Located in the centre of Seefeld, the pilgrimage church dedicated to St. Oswald ranked for a long time as one of the most famous places of pilgrimage in Tyrol. It owes its fame to the so-called ‘Miracle of the Host’.
According to legend, during Mass on Holy Thursday, 25th March 1384, Oswald Milser, from the Schlossberg border fortress, demanded a larger-than-usual piece of the communion host from the priest. Upon receiving the host he sank into the ground up to his knees. The altar stone, which he tried to grasp on to, likewise descended into the ground. The two imprints are still visible today (to the right of the freestanding altar). The host, after being removed by the priest, turned blood red. News of the miracle spread and pilgrims flocked to Seefeld. The Tyrolean sovereign rulers were likewise greatly impressed. The little chapel soon became too small and, therefore, in 1432, Duke Frederick IV, known as Frederick of the Empty Pockets, commissioned the building of a new Gothic-style church – the church still stands today. Work lasted a long time and construction was not completed until 1474 under the command of Sigismund the Rich.

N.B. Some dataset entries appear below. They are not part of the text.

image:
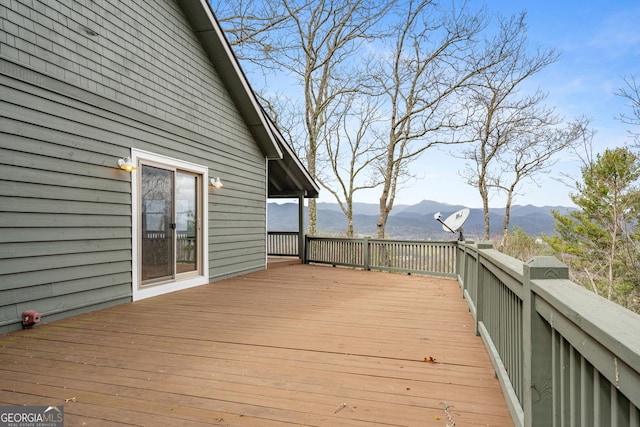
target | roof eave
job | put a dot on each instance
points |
(213, 40)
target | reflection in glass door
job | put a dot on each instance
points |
(187, 222)
(157, 223)
(170, 223)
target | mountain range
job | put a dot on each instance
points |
(414, 221)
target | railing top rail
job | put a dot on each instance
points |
(613, 326)
(390, 241)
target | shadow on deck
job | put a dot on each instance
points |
(297, 345)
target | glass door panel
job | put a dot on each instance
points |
(187, 223)
(158, 226)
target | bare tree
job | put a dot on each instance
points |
(353, 149)
(319, 53)
(504, 120)
(420, 78)
(533, 154)
(631, 93)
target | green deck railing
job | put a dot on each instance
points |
(406, 256)
(564, 356)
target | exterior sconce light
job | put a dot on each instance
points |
(126, 164)
(216, 183)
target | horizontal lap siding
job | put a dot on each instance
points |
(82, 83)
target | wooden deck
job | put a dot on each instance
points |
(296, 345)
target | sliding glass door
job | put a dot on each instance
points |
(170, 241)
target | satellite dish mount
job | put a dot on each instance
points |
(454, 222)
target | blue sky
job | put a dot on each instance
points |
(599, 42)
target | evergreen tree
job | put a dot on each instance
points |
(600, 241)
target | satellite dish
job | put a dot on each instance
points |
(454, 222)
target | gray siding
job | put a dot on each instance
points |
(80, 84)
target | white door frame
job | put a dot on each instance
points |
(179, 284)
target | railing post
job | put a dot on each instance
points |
(365, 247)
(478, 299)
(537, 345)
(305, 258)
(301, 238)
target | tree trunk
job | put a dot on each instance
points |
(384, 215)
(485, 208)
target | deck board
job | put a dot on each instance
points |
(296, 345)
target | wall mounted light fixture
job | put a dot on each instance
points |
(127, 164)
(216, 183)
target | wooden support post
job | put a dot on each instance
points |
(537, 358)
(478, 298)
(301, 240)
(367, 254)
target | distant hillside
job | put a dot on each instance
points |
(413, 221)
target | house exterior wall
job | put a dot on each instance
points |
(81, 84)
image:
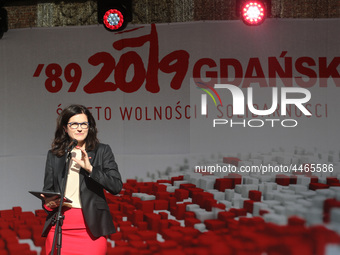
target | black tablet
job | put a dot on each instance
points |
(48, 194)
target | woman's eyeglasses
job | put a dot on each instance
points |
(75, 125)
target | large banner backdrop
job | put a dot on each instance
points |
(148, 85)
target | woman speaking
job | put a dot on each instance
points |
(91, 169)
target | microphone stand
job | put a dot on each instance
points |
(59, 217)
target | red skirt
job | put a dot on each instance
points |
(76, 237)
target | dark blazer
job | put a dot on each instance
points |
(104, 175)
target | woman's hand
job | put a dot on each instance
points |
(84, 162)
(51, 202)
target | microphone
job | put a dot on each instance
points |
(71, 146)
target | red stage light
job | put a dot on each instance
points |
(253, 12)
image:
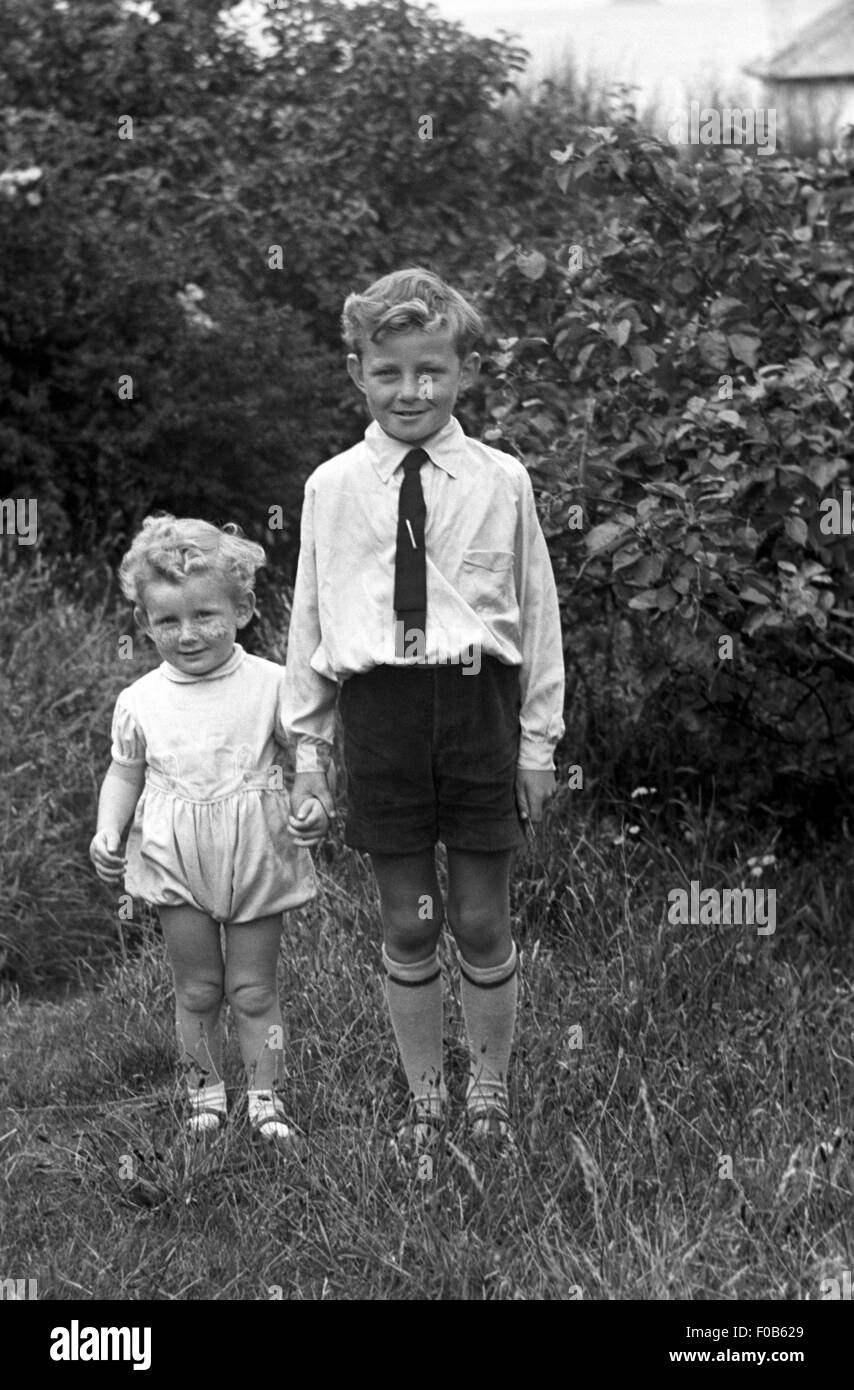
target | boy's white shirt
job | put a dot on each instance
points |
(490, 583)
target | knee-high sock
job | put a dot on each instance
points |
(415, 1004)
(488, 997)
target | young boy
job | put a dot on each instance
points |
(426, 602)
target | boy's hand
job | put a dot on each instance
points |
(312, 808)
(533, 790)
(310, 826)
(106, 855)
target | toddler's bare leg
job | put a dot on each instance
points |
(192, 940)
(251, 962)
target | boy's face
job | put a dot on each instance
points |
(411, 381)
(194, 623)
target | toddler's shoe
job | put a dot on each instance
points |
(205, 1125)
(269, 1123)
(419, 1139)
(491, 1129)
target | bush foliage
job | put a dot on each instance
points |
(675, 364)
(669, 350)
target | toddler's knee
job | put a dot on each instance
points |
(477, 927)
(409, 938)
(252, 1000)
(199, 995)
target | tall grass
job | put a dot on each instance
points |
(683, 1094)
(704, 1052)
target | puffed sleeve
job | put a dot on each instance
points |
(128, 740)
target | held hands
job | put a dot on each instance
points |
(533, 790)
(312, 808)
(106, 855)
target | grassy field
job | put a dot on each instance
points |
(697, 1044)
(683, 1093)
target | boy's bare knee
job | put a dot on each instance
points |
(479, 931)
(252, 1000)
(408, 940)
(199, 995)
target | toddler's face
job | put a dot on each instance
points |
(194, 623)
(411, 381)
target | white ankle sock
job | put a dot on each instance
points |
(206, 1098)
(263, 1104)
(488, 997)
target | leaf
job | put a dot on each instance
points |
(647, 599)
(626, 555)
(532, 264)
(685, 282)
(796, 530)
(644, 571)
(744, 348)
(643, 357)
(821, 471)
(714, 349)
(604, 535)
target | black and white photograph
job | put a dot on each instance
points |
(427, 672)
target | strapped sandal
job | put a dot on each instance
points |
(419, 1140)
(273, 1114)
(202, 1132)
(490, 1125)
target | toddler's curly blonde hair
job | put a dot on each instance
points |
(173, 548)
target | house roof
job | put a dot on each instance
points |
(821, 49)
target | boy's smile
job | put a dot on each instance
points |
(194, 623)
(412, 380)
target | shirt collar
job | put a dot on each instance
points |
(445, 449)
(188, 679)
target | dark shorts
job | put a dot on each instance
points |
(430, 754)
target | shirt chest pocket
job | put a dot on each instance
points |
(487, 581)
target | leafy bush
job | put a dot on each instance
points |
(152, 256)
(676, 363)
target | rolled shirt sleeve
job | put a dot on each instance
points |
(308, 697)
(541, 674)
(128, 740)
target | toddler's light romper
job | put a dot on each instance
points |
(210, 827)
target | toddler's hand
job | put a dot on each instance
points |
(106, 855)
(533, 791)
(310, 824)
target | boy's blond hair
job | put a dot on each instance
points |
(170, 548)
(409, 299)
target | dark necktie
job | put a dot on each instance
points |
(411, 559)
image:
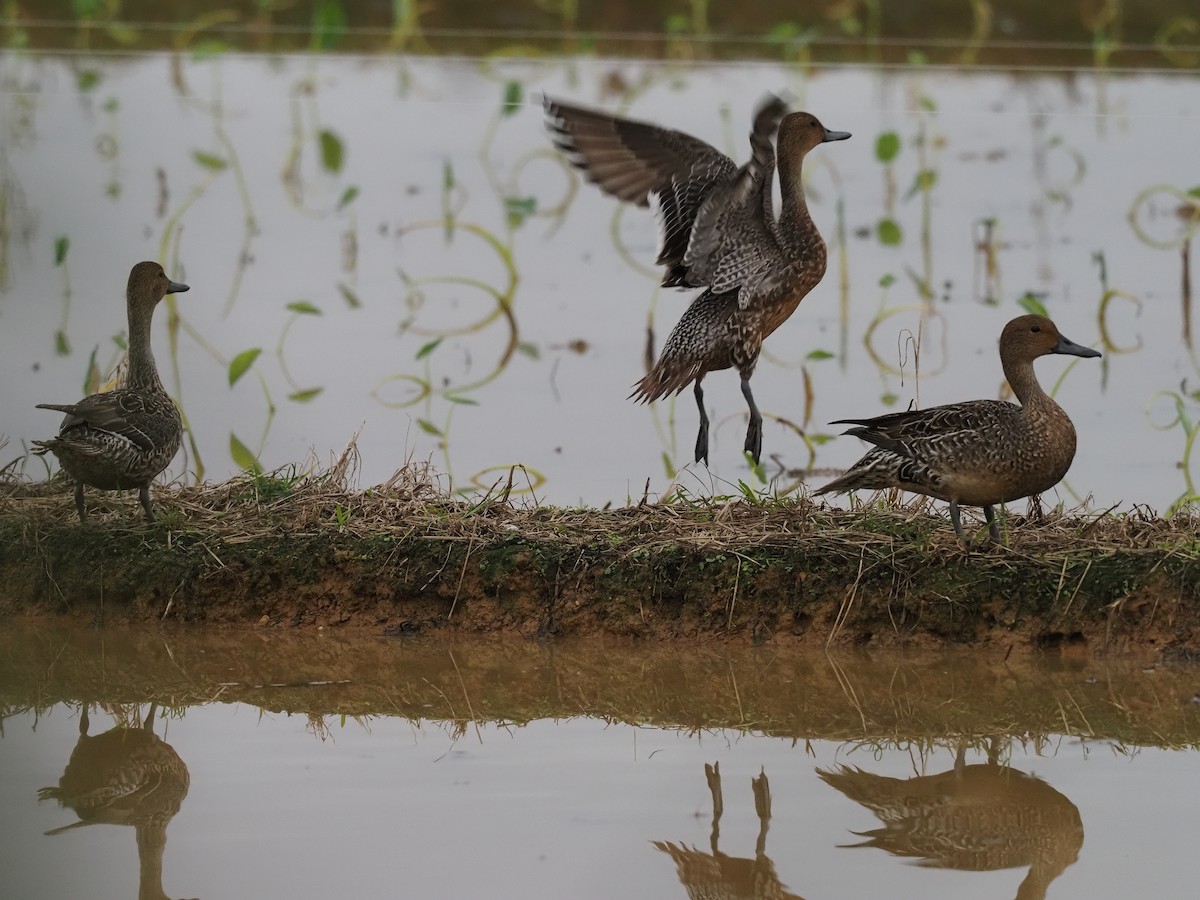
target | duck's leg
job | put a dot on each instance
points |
(957, 521)
(713, 775)
(754, 433)
(144, 497)
(702, 435)
(993, 528)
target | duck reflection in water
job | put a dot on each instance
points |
(127, 775)
(715, 875)
(973, 817)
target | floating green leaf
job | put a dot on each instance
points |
(513, 96)
(924, 180)
(209, 161)
(520, 209)
(889, 232)
(209, 49)
(241, 364)
(426, 349)
(331, 150)
(328, 24)
(348, 196)
(123, 34)
(887, 145)
(1031, 303)
(241, 455)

The Parish Church of St. Oswald is one of the most beautiful late Gothic buildings in Tyrol. Several details are worthy of particular mention: the tympanum relief along the main portal that depicts the Miracle of the Host and the decapitation of Oswald, patron saint of the church, the 15th century frescoes inside the church, the famous panel by Jörg Kölderer that dates back to 1502 (on the right in the choir) and the high altar with its late Gothic figures. Detailed information on the parish church can be found in the Church Guidebook, which is available inside the parish church.